Traditionally used to show that a financial instrument has cash value if exercised that day. For example, a warrant with a strike price of $0.35 (with a market price of $1.00) is in the money.
Traditionally manages other people’s money, makes profits from predicting the future, and values its privacy because it serves as a filter for quality versus crap. Most institutions are viewed from the outside as monoliths, but in reality there are tribes and sub-groups within. It is important for a public company to understand who manages the share position of the company within the institution.
Institutional investors operate within a set of rules, and it is important to structure your relationship with them so that you do not conflict with those rules.
To calculate market cap, take total shares plus options that are “in the money” and multiply by share price. Usually, non-investment grade companies have market caps under $50 million. Market caps of $50 million to $500 million attract growth and high-risk investors. We also use market cap to determine how much money a company can raise, as a company cannot easily raise over 25% of its market cap.
A numerical index that provides a sense of the overall financing market mood. It helps companies decide when to finance and helps brokerage houses determine what type of deals to conduct by giving a sense of market depth for new and secondary offerings. The index is updated weekly and released every Thursday on Oreninc’s blog after market close.
Warrants give the owner the right to buy a share at any time up to the expiry date at a predetermined price. Warrants can provide a secondary financing opportunity for a healthy company. When all goes well, warrants put cash in the treasury without additional fees.
We do not like financing warrants for two reasons:
· A half-warrant attached to a financing can increase the dilution by 50%. However, the dilution is asymmetric against existing shareholders; warrants give extra value to new shareholders at the expense of current shareholders. When the company under-delivers, the warrants do not get exercised and expire, no harm done. A significant amount of warrants creates a share overhang that rarely exercises and holds, but rather exercises and dumps paper onto the market.

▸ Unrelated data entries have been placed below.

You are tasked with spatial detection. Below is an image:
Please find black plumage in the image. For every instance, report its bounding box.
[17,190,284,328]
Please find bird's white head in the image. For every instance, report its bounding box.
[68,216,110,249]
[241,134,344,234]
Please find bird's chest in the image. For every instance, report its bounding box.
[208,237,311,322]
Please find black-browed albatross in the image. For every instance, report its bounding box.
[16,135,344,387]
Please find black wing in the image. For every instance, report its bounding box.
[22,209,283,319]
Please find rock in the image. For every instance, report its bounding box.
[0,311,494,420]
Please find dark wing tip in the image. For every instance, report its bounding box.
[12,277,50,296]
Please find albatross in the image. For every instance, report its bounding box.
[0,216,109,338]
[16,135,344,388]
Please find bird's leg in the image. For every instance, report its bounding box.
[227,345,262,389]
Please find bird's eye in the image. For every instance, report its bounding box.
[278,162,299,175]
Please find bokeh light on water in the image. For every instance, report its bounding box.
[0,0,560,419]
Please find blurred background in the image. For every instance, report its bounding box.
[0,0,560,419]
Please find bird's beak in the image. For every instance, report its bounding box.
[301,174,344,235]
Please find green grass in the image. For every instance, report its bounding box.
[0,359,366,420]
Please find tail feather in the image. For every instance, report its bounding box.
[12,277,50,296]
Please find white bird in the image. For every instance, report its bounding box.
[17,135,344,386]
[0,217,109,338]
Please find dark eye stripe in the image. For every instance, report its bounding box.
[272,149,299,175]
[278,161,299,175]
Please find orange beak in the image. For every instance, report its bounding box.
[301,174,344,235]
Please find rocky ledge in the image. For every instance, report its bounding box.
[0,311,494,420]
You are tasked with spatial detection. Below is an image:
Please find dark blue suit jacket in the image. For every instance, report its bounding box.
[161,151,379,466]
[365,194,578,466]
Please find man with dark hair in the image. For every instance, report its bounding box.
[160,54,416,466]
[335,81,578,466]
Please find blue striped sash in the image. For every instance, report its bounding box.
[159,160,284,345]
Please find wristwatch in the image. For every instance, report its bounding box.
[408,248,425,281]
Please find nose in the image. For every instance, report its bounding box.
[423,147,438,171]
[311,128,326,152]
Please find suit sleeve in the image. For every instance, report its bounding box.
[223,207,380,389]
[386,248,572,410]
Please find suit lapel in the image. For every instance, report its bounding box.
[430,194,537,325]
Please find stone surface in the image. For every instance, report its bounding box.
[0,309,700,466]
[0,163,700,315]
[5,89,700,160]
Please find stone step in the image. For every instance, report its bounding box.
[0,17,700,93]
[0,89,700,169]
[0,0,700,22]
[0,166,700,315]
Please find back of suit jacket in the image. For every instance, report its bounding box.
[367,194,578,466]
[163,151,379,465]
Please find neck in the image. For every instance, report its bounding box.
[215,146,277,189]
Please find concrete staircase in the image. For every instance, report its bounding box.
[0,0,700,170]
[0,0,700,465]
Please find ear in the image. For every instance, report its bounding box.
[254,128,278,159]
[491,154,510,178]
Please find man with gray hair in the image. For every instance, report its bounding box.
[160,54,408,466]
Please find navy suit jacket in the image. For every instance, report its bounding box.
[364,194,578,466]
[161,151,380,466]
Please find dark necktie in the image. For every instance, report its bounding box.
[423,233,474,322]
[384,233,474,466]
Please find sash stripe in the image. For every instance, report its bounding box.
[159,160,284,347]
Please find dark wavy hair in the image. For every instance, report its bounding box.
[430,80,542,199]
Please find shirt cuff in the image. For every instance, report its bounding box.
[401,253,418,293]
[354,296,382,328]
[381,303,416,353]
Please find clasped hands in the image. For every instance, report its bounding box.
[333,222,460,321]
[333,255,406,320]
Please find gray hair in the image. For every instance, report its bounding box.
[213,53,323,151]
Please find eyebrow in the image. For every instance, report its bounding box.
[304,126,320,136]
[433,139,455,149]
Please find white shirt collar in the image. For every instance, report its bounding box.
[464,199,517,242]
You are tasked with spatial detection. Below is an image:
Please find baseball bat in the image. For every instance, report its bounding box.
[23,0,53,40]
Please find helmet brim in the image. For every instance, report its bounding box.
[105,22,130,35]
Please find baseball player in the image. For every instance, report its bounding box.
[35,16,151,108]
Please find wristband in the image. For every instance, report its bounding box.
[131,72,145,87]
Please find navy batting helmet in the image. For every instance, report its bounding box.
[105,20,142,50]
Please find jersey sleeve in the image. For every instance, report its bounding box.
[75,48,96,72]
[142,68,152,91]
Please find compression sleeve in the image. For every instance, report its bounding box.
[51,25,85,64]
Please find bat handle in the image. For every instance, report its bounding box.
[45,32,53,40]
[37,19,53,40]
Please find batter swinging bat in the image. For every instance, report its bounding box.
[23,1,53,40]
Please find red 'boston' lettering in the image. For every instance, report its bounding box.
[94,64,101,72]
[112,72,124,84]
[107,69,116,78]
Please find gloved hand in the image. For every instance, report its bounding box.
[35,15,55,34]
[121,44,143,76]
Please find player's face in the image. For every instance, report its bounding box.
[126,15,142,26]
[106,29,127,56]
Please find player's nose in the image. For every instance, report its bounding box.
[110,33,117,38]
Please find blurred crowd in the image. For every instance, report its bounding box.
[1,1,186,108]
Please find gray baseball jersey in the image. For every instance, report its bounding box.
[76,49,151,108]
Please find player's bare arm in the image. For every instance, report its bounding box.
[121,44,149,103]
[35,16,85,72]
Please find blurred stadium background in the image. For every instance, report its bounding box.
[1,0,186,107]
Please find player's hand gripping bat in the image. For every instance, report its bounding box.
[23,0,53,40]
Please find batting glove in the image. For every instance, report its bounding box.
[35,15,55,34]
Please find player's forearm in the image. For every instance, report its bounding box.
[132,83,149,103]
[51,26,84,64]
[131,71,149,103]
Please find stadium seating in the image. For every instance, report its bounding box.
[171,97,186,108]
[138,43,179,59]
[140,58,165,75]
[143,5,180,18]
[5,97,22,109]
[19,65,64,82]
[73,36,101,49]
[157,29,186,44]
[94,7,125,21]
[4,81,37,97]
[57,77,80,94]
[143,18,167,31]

· Companies rarely get fair value for their warrants. Considering the significant transfer of wealth that they represent, one would think an offering with a warrant attached would attract a premium to market price.
Traditionally, warrants are issued at a premium to current share price. This is a good thing, but rarely is the discount rational. Most warrants are almost in the money when they are issued, so much of the value is attached to the warrant.

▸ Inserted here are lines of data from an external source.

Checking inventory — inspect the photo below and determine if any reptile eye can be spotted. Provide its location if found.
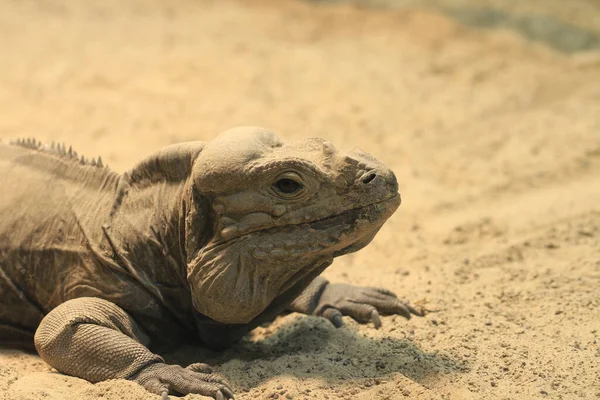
[275,178,302,194]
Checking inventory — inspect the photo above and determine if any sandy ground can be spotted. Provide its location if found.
[0,0,600,400]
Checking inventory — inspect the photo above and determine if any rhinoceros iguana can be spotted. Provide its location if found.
[0,127,420,399]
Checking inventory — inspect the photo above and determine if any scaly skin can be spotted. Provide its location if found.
[0,127,420,399]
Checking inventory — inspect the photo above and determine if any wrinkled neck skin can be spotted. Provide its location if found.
[188,188,399,324]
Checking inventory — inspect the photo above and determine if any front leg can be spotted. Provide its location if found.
[35,297,233,400]
[289,277,423,328]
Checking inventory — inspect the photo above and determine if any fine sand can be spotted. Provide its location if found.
[0,0,600,400]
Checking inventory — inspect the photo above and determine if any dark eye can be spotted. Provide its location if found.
[275,178,302,194]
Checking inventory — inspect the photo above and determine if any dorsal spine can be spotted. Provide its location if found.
[10,138,108,168]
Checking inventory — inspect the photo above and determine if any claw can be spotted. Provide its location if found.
[404,304,425,317]
[371,310,381,329]
[331,315,344,328]
[221,387,235,399]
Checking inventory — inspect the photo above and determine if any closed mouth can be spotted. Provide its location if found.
[218,193,401,245]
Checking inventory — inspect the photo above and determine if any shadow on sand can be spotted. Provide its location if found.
[165,315,468,389]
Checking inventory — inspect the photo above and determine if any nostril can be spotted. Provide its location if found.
[363,172,377,184]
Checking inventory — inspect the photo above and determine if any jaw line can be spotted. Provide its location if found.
[215,193,402,246]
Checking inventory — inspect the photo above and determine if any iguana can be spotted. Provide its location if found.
[0,127,420,400]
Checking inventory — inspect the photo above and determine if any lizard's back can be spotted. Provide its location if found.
[0,142,119,343]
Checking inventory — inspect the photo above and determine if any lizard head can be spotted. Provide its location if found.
[188,127,400,323]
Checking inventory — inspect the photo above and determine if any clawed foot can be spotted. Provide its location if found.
[133,363,234,400]
[318,283,424,328]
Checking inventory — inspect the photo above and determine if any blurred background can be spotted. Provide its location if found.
[0,0,600,399]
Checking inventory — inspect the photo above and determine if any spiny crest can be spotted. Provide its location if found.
[10,138,108,168]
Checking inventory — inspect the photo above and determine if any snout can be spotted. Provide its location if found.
[355,168,398,196]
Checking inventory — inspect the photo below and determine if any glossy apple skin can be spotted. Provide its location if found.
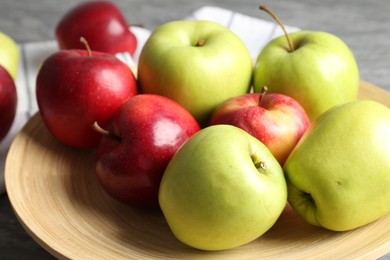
[36,50,138,148]
[284,100,390,231]
[210,93,310,165]
[0,66,18,142]
[159,125,287,250]
[55,1,137,55]
[96,94,200,207]
[138,21,253,127]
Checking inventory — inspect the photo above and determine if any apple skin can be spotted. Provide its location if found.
[284,100,390,231]
[0,66,18,142]
[96,94,200,207]
[210,88,310,165]
[36,50,138,148]
[253,31,359,121]
[55,1,137,55]
[138,21,253,126]
[159,125,287,251]
[0,32,20,80]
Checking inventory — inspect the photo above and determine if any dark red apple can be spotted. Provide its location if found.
[96,94,200,207]
[0,66,18,142]
[209,88,310,165]
[55,1,137,55]
[36,50,138,148]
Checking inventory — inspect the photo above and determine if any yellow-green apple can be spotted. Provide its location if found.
[210,87,310,165]
[96,94,200,207]
[159,125,287,250]
[0,65,18,142]
[253,5,359,121]
[138,21,253,126]
[284,100,390,231]
[55,1,137,55]
[0,32,20,80]
[36,50,138,148]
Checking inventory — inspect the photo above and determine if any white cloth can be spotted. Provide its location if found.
[0,6,299,194]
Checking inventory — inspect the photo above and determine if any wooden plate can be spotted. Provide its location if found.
[5,82,390,259]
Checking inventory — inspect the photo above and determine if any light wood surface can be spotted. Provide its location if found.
[5,82,390,259]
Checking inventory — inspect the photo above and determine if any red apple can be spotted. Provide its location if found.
[210,88,310,165]
[0,66,18,141]
[55,1,137,55]
[96,94,200,207]
[36,50,138,148]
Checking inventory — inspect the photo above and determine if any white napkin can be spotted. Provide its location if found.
[0,6,299,194]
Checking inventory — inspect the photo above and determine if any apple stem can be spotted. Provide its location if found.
[195,39,204,47]
[80,36,92,56]
[259,5,294,52]
[258,86,268,107]
[92,121,122,142]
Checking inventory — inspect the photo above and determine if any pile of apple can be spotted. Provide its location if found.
[32,2,390,250]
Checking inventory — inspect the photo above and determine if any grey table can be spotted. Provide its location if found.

We do not like the Black Scholes Option Pricing Model, but we agree that the core concepts of the equation are useful for warrant valuation. We look at warrant valuation from the view of existing shareholders. We recommend you understand the following concepts:
· The current share price of the company.
· The volatility of the underlying share price will increase or decrease the value of the warrant. Most junior mining companies are so volatile that this is a significant driver (or, rather, discounter) of value.
· The rate at which money will be lent with a 100% return guarantee of the principal. In the mining business, this is of small relevance. We set it at 4%, but it will not affect valuation much.
· The price at which the warrant option can be exercised. We feel that this is rarely set high enough.
· The longer you have to pull the trigger, the more the warrant is worth.